Sono stati ufficializzati sei arrivi. E allora, sotto con un giudizio. Tanto per cominciare, Perin e Jelenic: «Due dei ragazzi più meritevoli dello scorso campionato Primavera. Sono interessanti, e di enorme prospettiva». Perin si giocherà il posto alla pari con i colleghi di reparto? «Assolutamente sì». Passiamo a Lazarevic: «Ha già un campionato di serie B alle spalle, ed è stato uno dei giovani più interessanti. Un ottimo innesto». È il turno di Osuji: «Possiede caratteristiche diverse dai centrocampisti che abbiamo. È molto aggressivo nella fase di non possesso palla, e ha una buona personalità. Un ottimo colpo». Sempre in tema di centrocampisti, Marcolini: «Un giocatore di grande qualità sotto tutti i punti di vista. Lo conosco personalmente, un ragazzo eccezionale». Può coesistere con Italiano? «I calciatori bravi possono sempre giocare insieme, ma tutto sta nel trovare i giusti equilibri». Quindi, Franco: «Tante squadre di B lo hanno cercato, siamo stati bravi e svelti a portarlo a casa. Con lui e Renzetti a sinistra siamo coperti». Affermazione che ci fornisce un assist, dato che la posizione di terzino destro è attualmente scoperta: «È sotto gli occhi di tutti, ma abbiamo tempo sino a fine agosto. Si tratta di un ruolo delicato, e troveremo i giocatori che fanno al caso nostro prediligendo nella ricerca la qualità».

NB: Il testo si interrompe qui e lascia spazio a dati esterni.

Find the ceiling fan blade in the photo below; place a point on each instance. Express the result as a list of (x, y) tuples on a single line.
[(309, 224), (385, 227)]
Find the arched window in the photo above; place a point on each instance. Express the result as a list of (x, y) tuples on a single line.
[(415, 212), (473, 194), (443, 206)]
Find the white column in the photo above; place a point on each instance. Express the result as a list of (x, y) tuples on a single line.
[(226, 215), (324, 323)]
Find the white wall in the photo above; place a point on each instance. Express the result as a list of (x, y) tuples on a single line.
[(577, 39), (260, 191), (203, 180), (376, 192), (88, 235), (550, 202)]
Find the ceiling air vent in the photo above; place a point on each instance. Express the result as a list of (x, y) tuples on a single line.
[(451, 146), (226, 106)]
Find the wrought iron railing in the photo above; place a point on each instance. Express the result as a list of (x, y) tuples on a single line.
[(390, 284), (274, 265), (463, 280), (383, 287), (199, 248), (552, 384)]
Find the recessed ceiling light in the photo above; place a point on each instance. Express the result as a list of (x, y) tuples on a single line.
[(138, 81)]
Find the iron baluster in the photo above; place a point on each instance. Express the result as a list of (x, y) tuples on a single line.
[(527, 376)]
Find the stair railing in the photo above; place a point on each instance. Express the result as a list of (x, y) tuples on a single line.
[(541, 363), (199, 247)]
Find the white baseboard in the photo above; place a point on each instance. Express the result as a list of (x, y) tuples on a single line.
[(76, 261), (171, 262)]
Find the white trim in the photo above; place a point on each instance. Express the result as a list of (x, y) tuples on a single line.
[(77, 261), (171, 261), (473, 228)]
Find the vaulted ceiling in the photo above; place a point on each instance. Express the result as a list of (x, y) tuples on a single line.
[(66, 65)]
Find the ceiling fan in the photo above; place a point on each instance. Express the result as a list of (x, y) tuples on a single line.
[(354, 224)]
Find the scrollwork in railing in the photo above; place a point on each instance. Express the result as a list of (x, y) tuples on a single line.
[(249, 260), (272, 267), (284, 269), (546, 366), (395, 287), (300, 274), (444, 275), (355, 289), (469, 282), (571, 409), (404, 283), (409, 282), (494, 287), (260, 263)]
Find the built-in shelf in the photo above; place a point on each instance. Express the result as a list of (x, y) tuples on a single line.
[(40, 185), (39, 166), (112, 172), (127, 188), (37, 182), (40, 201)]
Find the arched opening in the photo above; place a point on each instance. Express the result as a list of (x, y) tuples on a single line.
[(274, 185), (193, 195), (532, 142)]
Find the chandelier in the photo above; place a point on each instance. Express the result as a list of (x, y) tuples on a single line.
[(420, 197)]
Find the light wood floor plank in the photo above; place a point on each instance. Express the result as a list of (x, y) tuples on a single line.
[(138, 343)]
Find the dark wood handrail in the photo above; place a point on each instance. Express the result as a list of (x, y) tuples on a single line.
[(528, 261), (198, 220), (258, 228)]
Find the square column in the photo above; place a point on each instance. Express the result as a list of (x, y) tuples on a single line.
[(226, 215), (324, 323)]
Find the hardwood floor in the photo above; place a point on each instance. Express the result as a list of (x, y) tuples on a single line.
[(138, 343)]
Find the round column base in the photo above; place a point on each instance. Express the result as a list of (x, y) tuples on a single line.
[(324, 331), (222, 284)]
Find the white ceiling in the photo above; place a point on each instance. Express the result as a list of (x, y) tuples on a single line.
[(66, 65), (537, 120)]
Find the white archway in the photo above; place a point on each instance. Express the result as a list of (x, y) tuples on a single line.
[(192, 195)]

 Andiamo a lei. Prima esperienza da inizio stagione come tecnico di una prima squadra, cosa cambia rispetto al ritiro con la Primavera? «Non molto sul campo, se non lo faccio con uno staff molto più ampio. Poi la gestione degli adulti è diversa, ma non è questione che mi preoccupa. Il lavoro è finalizzato per affinare sistema di gioco, sinergie tra i giocatori, e condizione fisica». A proposito, punta ad avere un gruppo da subito brillante? «L’anno scorso ho trovato una squadra che ha corso fino alla finale play off, quindi significa che è stata preparata benissimo. Non ci saranno grandi stravolgimenti». Quanto al modulo, di base sarà sempre 4-3-3: «Principalmente sì, ma non dobbiamo essere prigionieri di un sistema. Cerchiamo di prendere giocatori che all’occorrenza sappiano adattarsi a un altro sistema, ed è l’allenatore che deve metterli nelle condizioni migliori per farli rendere».

Il campionato rappresenta l’obiettivo principale, ma la Coppa Italia parte il 14 agosto. Che Padova ci dobbiamo aspettare per quella data? «L’importante è arrivare a una buona condizione per il 27 agosto, anche se magari non saremo al top. Quanto alla Coppa, nessuno vuole fare brutte figure. Giocheremo per passare il turno, e saremo pronti per affrontare l’impegno». Tra i tifosi le aspettative sono molte: «Normale per come è finito il passato campionato, e sono contento che sia così. Sappiamo di avere una responsabilità pesante, ma l’entusiasmo della gente non può che darci una mano. Affrontiamo la situazione con la serenità di sempre, e facciamo il massimo». E il suo entusiasmo alla vigilia di questa nuova avventura? «Lo stesso di quando abbiamo finito. Il cammino è stato esaltante, anche se un po’ amaro per avere perso all’ultimo soffio la possibilità di andare in A. Ma ripartiamo carichi, e consci come sempre delle nostre possibilità».